13 September 2020

UnHerd: Hypocrisy is not the worst thing on earth

 Yet I think in most cases it is one of the lesser vices. Consider two men: John and Joe. John is a habitual and callous cheat with no pretensions to virtue and Joe is a religious family man who once betrayed his wife. I think most of us would agree that John’s behaviour is more condemnable — and that Joe’s worst sin was cheating and not hypocrisy. Joe might be more satisfying to condemn, because dragging the righteous from their perch has a thrill which denouncing the lowly does not, but that isn’t quite the same thing. [...]

Another weakness with charges of hypocrisy is that using someone’s failure to uphold their standards as a means of discrediting those standards is a classic example of the ad hominem fallacy, or, in British English terms, playing the man and not the ball.

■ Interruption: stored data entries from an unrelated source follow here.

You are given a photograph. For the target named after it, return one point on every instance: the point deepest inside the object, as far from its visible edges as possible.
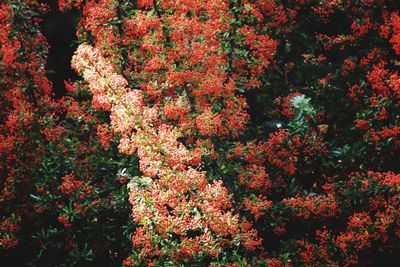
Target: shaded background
(59, 28)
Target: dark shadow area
(59, 28)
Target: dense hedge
(203, 133)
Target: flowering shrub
(203, 133)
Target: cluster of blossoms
(204, 133)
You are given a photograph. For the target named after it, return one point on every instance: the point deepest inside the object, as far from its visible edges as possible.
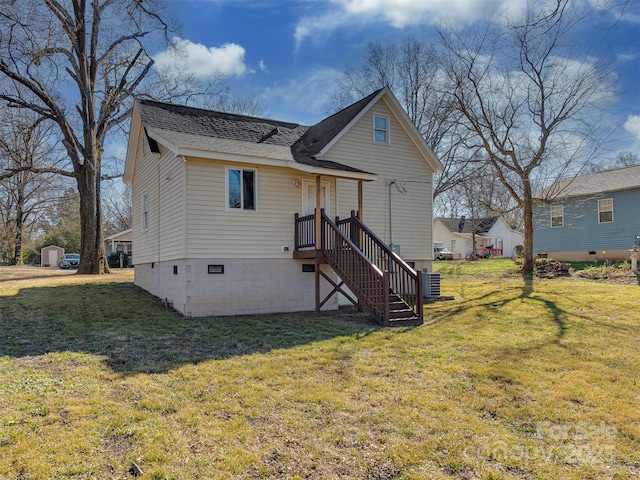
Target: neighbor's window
(145, 212)
(380, 128)
(557, 216)
(605, 210)
(241, 189)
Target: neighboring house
(593, 217)
(51, 255)
(224, 208)
(494, 236)
(120, 242)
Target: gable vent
(215, 269)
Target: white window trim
(388, 130)
(145, 212)
(602, 211)
(226, 189)
(552, 216)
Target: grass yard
(512, 379)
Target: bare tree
(530, 101)
(26, 145)
(52, 48)
(412, 72)
(117, 200)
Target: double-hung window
(605, 210)
(557, 216)
(145, 212)
(380, 128)
(241, 189)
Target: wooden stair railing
(387, 290)
(404, 281)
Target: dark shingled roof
(483, 225)
(305, 142)
(211, 123)
(318, 136)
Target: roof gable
(190, 131)
(594, 183)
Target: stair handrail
(346, 261)
(409, 285)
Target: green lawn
(511, 379)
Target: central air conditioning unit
(430, 284)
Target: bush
(114, 260)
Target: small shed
(50, 256)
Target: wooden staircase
(383, 283)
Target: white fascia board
(134, 135)
(254, 160)
(231, 157)
(413, 133)
(329, 172)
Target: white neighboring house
(494, 236)
(120, 242)
(224, 205)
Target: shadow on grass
(491, 300)
(136, 333)
(552, 307)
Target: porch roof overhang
(196, 146)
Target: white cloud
(202, 61)
(632, 126)
(303, 99)
(400, 14)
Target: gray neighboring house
(51, 255)
(593, 217)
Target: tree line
(508, 107)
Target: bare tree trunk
(17, 254)
(527, 205)
(92, 255)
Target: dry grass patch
(512, 379)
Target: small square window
(605, 210)
(241, 189)
(380, 128)
(557, 216)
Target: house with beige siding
(237, 215)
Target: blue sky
(290, 53)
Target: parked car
(442, 253)
(69, 260)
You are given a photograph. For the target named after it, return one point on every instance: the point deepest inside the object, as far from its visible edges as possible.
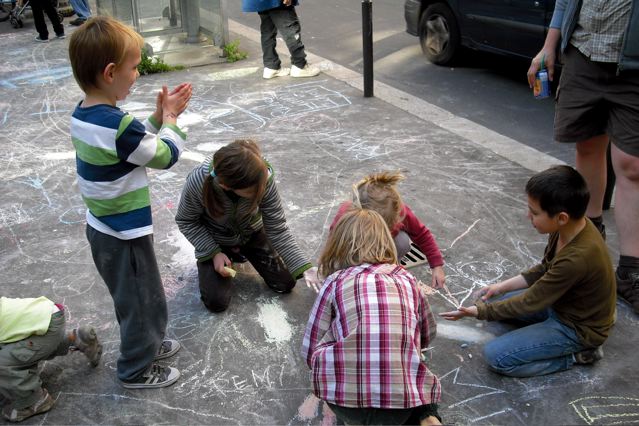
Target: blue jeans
(81, 8)
(544, 346)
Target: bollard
(367, 38)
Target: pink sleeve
(422, 237)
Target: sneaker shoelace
(165, 347)
(158, 373)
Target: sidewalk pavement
(243, 366)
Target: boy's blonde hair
(101, 40)
(360, 236)
(379, 192)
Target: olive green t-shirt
(578, 283)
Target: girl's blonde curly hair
(378, 192)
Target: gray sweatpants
(130, 271)
(19, 379)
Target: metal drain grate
(413, 258)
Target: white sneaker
(271, 73)
(308, 71)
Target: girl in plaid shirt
(365, 333)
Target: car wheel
(439, 34)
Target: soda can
(542, 85)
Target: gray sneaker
(168, 348)
(86, 341)
(156, 376)
(589, 356)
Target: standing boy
(39, 8)
(32, 330)
(280, 15)
(567, 301)
(113, 150)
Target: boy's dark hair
(560, 189)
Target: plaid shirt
(364, 338)
(600, 29)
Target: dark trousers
(130, 271)
(284, 20)
(216, 290)
(39, 8)
(20, 382)
(384, 416)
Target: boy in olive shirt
(567, 302)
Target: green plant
(233, 53)
(152, 65)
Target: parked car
(508, 27)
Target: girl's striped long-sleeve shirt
(236, 225)
(113, 150)
(364, 338)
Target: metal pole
(367, 38)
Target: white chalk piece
(413, 258)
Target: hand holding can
(541, 89)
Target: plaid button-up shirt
(600, 29)
(364, 338)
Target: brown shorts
(593, 100)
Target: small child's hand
(220, 260)
(460, 313)
(438, 277)
(489, 291)
(312, 279)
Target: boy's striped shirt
(113, 150)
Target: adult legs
(626, 169)
(287, 23)
(130, 271)
(81, 8)
(52, 13)
(268, 33)
(38, 19)
(591, 164)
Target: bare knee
(595, 146)
(626, 166)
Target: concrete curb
(501, 145)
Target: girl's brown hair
(238, 165)
(97, 43)
(360, 236)
(379, 192)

I don’t want to be too much of a debate nerd. Such accusations can reveal some things about those standards — not least that they are hard to keep. But it does not prove that they are wrong to hold. [...]

Again, this does not mean that charges of hypocrisy are worthless. For example, the enthusiasm with which many leftists greeted Black Lives Matter protests in the midst of lockdowns they had tended to ferociously support might not have proven anything about coronavirus but it was a powerful indictment of their priorities. Yet the Right should recognise their limits, since their opponents use charges of hypocrisy too. Long before the #metoo’d male feminist, the Christian moralist with a colourful sex life, for example, has been a classic archetype, as Jerry Falwell Jr. recently reminded us.